EXPLORING THE IMPACTS OF PRESERVATIONAL BIASES ON GASTROPOD DIVERSITY TRENDS FROM THE JURASSIC TO THE PALEOGENE


JUSTICE, Ian, Department of Earth Sciences, University of Connecticut, 354 Mansfield Road, Unit 1045, Storrs, CT 06269, CRESTOHL, Yettive, Ecology and Evolutionary Biology, University of Connecticut, Storrs, CT 06269 and BUSH, Andrew, Department of Earth Sciences and Department of Ecology & Evolutionary Biology, University of Connecticut, 354 Mansfield Road, Unit 1045, Storrs, CT 06269

Preservation biases cause fossil assemblages to be imperfect reflections of living communities, confounding the ability of paleobiologists to discern ancient evolutionary and ecological trends. Such biases include the lithification of sedimentary deposits and the preferential dissolution of aragonitic material, including gastropod shells. The abundance of unlithified sediments in the geologic record increases from the late Mesozoic into the Cenozoic. This trend coincides with an apparent taxonomic diversification within Gastropoda. To better understand the extent to which this radiation is real versus an artifact of preservation, we created a dataset of over 8000 gastropod specimens described and illustrated in the published literature from the Jurassic to the Oligocene. For each specimen we recorded attributes including shell size, age, collection locality, and taxonomic affinities. We also graded the quality of preservation on a semi-quantitative scale for three variables: shell completeness, surface pristineness, and apparent sediment lithification. We observed an overall increase in preservation quality with decreasing age as well as a bias against smaller taxa among poorly preserved remains.

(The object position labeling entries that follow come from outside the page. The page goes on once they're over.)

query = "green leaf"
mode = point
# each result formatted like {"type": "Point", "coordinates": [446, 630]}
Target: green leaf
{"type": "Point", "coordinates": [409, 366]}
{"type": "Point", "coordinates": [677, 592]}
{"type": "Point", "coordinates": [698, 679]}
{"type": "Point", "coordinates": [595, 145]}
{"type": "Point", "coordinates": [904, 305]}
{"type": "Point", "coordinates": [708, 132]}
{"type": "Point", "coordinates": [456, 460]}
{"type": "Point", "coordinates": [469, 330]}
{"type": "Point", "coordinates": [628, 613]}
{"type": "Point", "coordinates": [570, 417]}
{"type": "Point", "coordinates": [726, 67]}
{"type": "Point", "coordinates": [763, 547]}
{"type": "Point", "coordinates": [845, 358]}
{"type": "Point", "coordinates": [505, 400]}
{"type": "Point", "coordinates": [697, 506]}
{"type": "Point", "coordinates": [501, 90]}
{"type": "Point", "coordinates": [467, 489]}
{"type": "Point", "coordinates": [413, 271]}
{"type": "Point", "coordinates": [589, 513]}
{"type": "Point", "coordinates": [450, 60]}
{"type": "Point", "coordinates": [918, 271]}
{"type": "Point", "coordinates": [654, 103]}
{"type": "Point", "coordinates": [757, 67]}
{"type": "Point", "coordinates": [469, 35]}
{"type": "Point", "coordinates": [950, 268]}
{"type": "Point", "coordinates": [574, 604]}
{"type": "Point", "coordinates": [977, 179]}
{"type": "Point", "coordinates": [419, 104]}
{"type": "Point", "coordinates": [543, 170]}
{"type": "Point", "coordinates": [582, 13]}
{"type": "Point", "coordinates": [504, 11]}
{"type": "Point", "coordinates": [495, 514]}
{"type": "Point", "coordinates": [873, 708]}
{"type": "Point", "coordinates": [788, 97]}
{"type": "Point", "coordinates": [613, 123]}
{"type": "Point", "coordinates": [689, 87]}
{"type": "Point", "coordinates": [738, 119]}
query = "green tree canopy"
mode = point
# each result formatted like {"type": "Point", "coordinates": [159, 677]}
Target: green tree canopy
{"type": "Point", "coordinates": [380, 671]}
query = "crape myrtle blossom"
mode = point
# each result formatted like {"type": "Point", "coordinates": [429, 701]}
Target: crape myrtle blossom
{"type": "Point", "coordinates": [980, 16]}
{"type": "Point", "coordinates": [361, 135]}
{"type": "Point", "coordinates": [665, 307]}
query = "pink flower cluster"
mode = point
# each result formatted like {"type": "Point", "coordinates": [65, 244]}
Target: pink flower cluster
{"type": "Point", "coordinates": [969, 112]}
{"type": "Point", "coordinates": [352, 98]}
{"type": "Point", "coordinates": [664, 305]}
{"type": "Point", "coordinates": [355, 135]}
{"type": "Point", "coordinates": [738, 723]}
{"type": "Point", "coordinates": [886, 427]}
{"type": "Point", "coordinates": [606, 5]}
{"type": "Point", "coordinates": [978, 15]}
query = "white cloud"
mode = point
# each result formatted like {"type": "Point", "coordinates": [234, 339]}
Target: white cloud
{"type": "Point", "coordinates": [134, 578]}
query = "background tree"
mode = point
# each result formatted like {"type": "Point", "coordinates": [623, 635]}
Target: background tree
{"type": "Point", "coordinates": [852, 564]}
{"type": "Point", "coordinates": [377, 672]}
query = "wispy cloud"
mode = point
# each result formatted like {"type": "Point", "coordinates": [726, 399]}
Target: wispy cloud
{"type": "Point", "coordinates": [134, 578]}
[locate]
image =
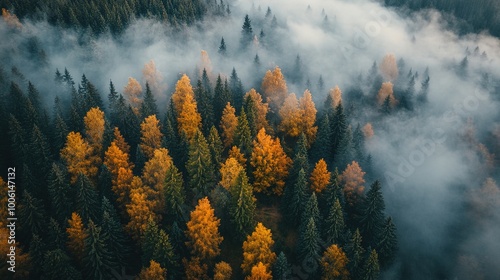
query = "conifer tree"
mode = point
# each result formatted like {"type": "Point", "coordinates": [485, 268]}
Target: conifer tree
{"type": "Point", "coordinates": [203, 231]}
{"type": "Point", "coordinates": [242, 205]}
{"type": "Point", "coordinates": [199, 166]}
{"type": "Point", "coordinates": [258, 249]}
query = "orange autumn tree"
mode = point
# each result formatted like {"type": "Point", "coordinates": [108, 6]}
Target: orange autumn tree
{"type": "Point", "coordinates": [183, 88]}
{"type": "Point", "coordinates": [368, 131]}
{"type": "Point", "coordinates": [228, 124]}
{"type": "Point", "coordinates": [133, 91]}
{"type": "Point", "coordinates": [150, 136]}
{"type": "Point", "coordinates": [154, 175]}
{"type": "Point", "coordinates": [153, 272]}
{"type": "Point", "coordinates": [308, 117]}
{"type": "Point", "coordinates": [257, 249]}
{"type": "Point", "coordinates": [320, 176]}
{"type": "Point", "coordinates": [274, 88]}
{"type": "Point", "coordinates": [94, 129]}
{"type": "Point", "coordinates": [138, 209]}
{"type": "Point", "coordinates": [334, 264]}
{"type": "Point", "coordinates": [189, 119]}
{"type": "Point", "coordinates": [386, 91]}
{"type": "Point", "coordinates": [76, 236]}
{"type": "Point", "coordinates": [202, 232]}
{"type": "Point", "coordinates": [229, 172]}
{"type": "Point", "coordinates": [79, 157]}
{"type": "Point", "coordinates": [389, 67]}
{"type": "Point", "coordinates": [259, 272]}
{"type": "Point", "coordinates": [270, 164]}
{"type": "Point", "coordinates": [222, 271]}
{"type": "Point", "coordinates": [290, 116]}
{"type": "Point", "coordinates": [261, 109]}
{"type": "Point", "coordinates": [353, 182]}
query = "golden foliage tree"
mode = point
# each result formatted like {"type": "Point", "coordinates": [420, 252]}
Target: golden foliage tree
{"type": "Point", "coordinates": [133, 92]}
{"type": "Point", "coordinates": [257, 249]}
{"type": "Point", "coordinates": [222, 271]}
{"type": "Point", "coordinates": [120, 141]}
{"type": "Point", "coordinates": [150, 136]}
{"type": "Point", "coordinates": [76, 236]}
{"type": "Point", "coordinates": [138, 209]}
{"type": "Point", "coordinates": [261, 109]}
{"type": "Point", "coordinates": [153, 272]}
{"type": "Point", "coordinates": [308, 117]}
{"type": "Point", "coordinates": [154, 175]}
{"type": "Point", "coordinates": [386, 91]}
{"type": "Point", "coordinates": [290, 116]}
{"type": "Point", "coordinates": [79, 157]}
{"type": "Point", "coordinates": [334, 264]}
{"type": "Point", "coordinates": [259, 272]}
{"type": "Point", "coordinates": [203, 231]}
{"type": "Point", "coordinates": [183, 88]}
{"type": "Point", "coordinates": [236, 154]}
{"type": "Point", "coordinates": [389, 67]}
{"type": "Point", "coordinates": [229, 172]}
{"type": "Point", "coordinates": [368, 131]}
{"type": "Point", "coordinates": [270, 164]}
{"type": "Point", "coordinates": [94, 129]}
{"type": "Point", "coordinates": [274, 88]}
{"type": "Point", "coordinates": [228, 124]}
{"type": "Point", "coordinates": [353, 182]}
{"type": "Point", "coordinates": [189, 119]}
{"type": "Point", "coordinates": [320, 176]}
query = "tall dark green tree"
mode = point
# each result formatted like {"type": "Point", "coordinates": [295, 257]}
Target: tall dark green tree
{"type": "Point", "coordinates": [242, 206]}
{"type": "Point", "coordinates": [199, 166]}
{"type": "Point", "coordinates": [387, 244]}
{"type": "Point", "coordinates": [148, 105]}
{"type": "Point", "coordinates": [372, 214]}
{"type": "Point", "coordinates": [97, 260]}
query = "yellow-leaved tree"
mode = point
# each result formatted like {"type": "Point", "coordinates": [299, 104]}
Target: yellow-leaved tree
{"type": "Point", "coordinates": [228, 124]}
{"type": "Point", "coordinates": [274, 88]}
{"type": "Point", "coordinates": [320, 176]}
{"type": "Point", "coordinates": [202, 232]}
{"type": "Point", "coordinates": [353, 178]}
{"type": "Point", "coordinates": [334, 264]}
{"type": "Point", "coordinates": [150, 136]}
{"type": "Point", "coordinates": [79, 157]}
{"type": "Point", "coordinates": [270, 164]}
{"type": "Point", "coordinates": [189, 119]}
{"type": "Point", "coordinates": [257, 249]}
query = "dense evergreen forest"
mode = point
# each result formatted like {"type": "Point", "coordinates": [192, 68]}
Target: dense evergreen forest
{"type": "Point", "coordinates": [270, 170]}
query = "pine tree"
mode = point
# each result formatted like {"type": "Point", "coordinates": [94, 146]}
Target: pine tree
{"type": "Point", "coordinates": [334, 264]}
{"type": "Point", "coordinates": [320, 176]}
{"type": "Point", "coordinates": [153, 271]}
{"type": "Point", "coordinates": [372, 216]}
{"type": "Point", "coordinates": [222, 271]}
{"type": "Point", "coordinates": [148, 106]}
{"type": "Point", "coordinates": [334, 224]}
{"type": "Point", "coordinates": [387, 243]}
{"type": "Point", "coordinates": [242, 205]}
{"type": "Point", "coordinates": [228, 124]}
{"type": "Point", "coordinates": [257, 249]}
{"type": "Point", "coordinates": [222, 47]}
{"type": "Point", "coordinates": [97, 258]}
{"type": "Point", "coordinates": [270, 164]}
{"type": "Point", "coordinates": [86, 202]}
{"type": "Point", "coordinates": [371, 268]}
{"type": "Point", "coordinates": [281, 270]}
{"type": "Point", "coordinates": [76, 236]}
{"type": "Point", "coordinates": [199, 166]}
{"type": "Point", "coordinates": [150, 136]}
{"type": "Point", "coordinates": [203, 231]}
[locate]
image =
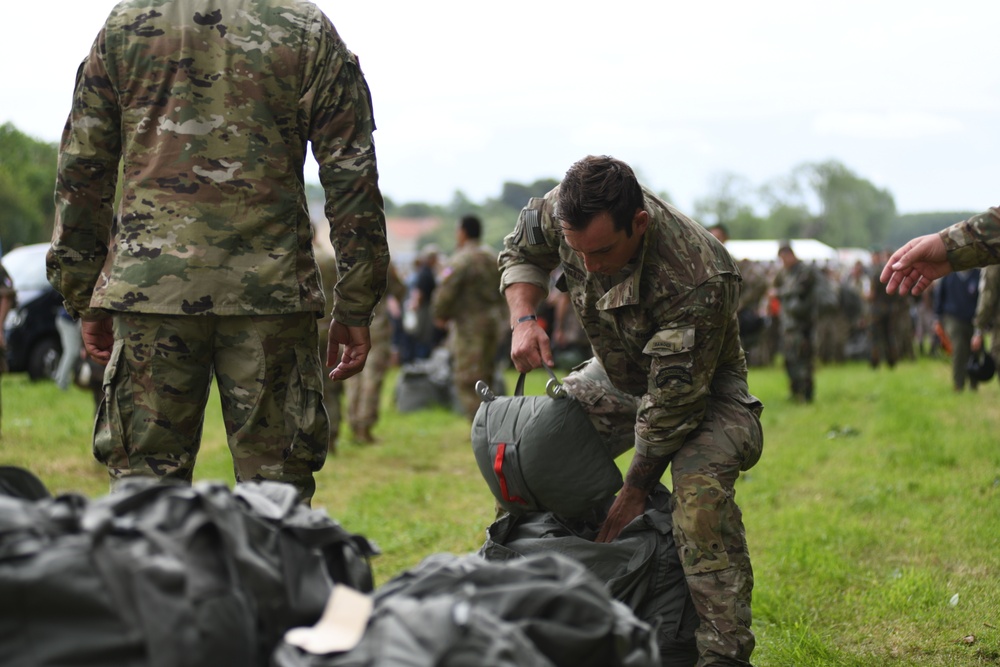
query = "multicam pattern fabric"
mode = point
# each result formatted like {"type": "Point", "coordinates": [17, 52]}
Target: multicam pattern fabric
{"type": "Point", "coordinates": [469, 298]}
{"type": "Point", "coordinates": [669, 374]}
{"type": "Point", "coordinates": [667, 333]}
{"type": "Point", "coordinates": [210, 107]}
{"type": "Point", "coordinates": [974, 242]}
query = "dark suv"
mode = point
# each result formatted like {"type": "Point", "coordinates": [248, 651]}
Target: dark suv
{"type": "Point", "coordinates": [32, 338]}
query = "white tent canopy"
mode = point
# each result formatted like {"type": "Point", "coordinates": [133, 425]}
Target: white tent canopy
{"type": "Point", "coordinates": [766, 250]}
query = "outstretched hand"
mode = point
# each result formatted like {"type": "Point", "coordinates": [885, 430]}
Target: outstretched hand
{"type": "Point", "coordinates": [357, 344]}
{"type": "Point", "coordinates": [916, 265]}
{"type": "Point", "coordinates": [98, 338]}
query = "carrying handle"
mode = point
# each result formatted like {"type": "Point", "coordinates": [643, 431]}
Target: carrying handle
{"type": "Point", "coordinates": [553, 387]}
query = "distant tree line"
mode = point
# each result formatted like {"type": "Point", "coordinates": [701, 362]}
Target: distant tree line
{"type": "Point", "coordinates": [27, 181]}
{"type": "Point", "coordinates": [824, 201]}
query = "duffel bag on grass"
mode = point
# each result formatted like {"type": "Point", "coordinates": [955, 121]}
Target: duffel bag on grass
{"type": "Point", "coordinates": [164, 575]}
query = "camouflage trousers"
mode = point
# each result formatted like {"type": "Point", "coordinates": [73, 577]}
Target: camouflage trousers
{"type": "Point", "coordinates": [708, 524]}
{"type": "Point", "coordinates": [364, 390]}
{"type": "Point", "coordinates": [157, 384]}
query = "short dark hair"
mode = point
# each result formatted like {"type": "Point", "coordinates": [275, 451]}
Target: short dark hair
{"type": "Point", "coordinates": [721, 227]}
{"type": "Point", "coordinates": [472, 226]}
{"type": "Point", "coordinates": [599, 184]}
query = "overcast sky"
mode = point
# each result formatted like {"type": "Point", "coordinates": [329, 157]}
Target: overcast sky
{"type": "Point", "coordinates": [467, 95]}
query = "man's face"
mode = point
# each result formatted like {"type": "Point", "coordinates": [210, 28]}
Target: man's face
{"type": "Point", "coordinates": [603, 249]}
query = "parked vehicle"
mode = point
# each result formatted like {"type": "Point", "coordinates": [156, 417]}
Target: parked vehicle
{"type": "Point", "coordinates": [33, 344]}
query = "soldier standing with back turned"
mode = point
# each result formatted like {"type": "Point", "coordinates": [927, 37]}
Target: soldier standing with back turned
{"type": "Point", "coordinates": [210, 106]}
{"type": "Point", "coordinates": [657, 295]}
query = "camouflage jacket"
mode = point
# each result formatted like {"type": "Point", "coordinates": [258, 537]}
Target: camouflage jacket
{"type": "Point", "coordinates": [988, 305]}
{"type": "Point", "coordinates": [974, 242]}
{"type": "Point", "coordinates": [469, 291]}
{"type": "Point", "coordinates": [796, 289]}
{"type": "Point", "coordinates": [209, 106]}
{"type": "Point", "coordinates": [667, 332]}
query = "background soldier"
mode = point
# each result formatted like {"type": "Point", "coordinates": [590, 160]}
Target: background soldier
{"type": "Point", "coordinates": [209, 270]}
{"type": "Point", "coordinates": [796, 285]}
{"type": "Point", "coordinates": [657, 296]}
{"type": "Point", "coordinates": [987, 320]}
{"type": "Point", "coordinates": [468, 298]}
{"type": "Point", "coordinates": [364, 390]}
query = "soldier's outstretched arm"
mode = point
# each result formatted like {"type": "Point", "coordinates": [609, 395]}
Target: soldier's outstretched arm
{"type": "Point", "coordinates": [357, 344]}
{"type": "Point", "coordinates": [916, 265]}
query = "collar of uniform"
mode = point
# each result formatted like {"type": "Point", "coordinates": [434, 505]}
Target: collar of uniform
{"type": "Point", "coordinates": [626, 292]}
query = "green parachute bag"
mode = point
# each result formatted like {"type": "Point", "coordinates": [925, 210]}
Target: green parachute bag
{"type": "Point", "coordinates": [542, 453]}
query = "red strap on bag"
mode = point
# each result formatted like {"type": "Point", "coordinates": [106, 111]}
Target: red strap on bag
{"type": "Point", "coordinates": [498, 470]}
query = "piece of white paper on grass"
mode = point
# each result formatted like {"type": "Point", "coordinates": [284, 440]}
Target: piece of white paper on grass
{"type": "Point", "coordinates": [340, 628]}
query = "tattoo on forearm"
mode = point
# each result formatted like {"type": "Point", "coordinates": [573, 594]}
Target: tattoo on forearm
{"type": "Point", "coordinates": [645, 471]}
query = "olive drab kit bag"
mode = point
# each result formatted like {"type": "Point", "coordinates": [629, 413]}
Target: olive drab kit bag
{"type": "Point", "coordinates": [542, 453]}
{"type": "Point", "coordinates": [546, 610]}
{"type": "Point", "coordinates": [164, 575]}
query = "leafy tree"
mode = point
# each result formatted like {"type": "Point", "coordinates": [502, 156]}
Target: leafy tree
{"type": "Point", "coordinates": [905, 227]}
{"type": "Point", "coordinates": [27, 181]}
{"type": "Point", "coordinates": [853, 211]}
{"type": "Point", "coordinates": [516, 195]}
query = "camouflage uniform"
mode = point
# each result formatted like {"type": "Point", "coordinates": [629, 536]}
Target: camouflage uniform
{"type": "Point", "coordinates": [669, 377]}
{"type": "Point", "coordinates": [364, 390]}
{"type": "Point", "coordinates": [796, 287]}
{"type": "Point", "coordinates": [468, 297]}
{"type": "Point", "coordinates": [210, 107]}
{"type": "Point", "coordinates": [8, 299]}
{"type": "Point", "coordinates": [884, 326]}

Together, these findings support the contention that changes in preservation affect the apparent magnitude of the Mesozoic-Cenozoic gastropod radiation, although we have not yet quantified the strength of this effect. Preliminary data indicate that trends through time in quality of preservation differ among lithologies (sandstone, mudstone, carbonates), suggesting that environmental and geological context will be important to consider when documenting the effects of lithification and aragonite dissolution on diversity trends.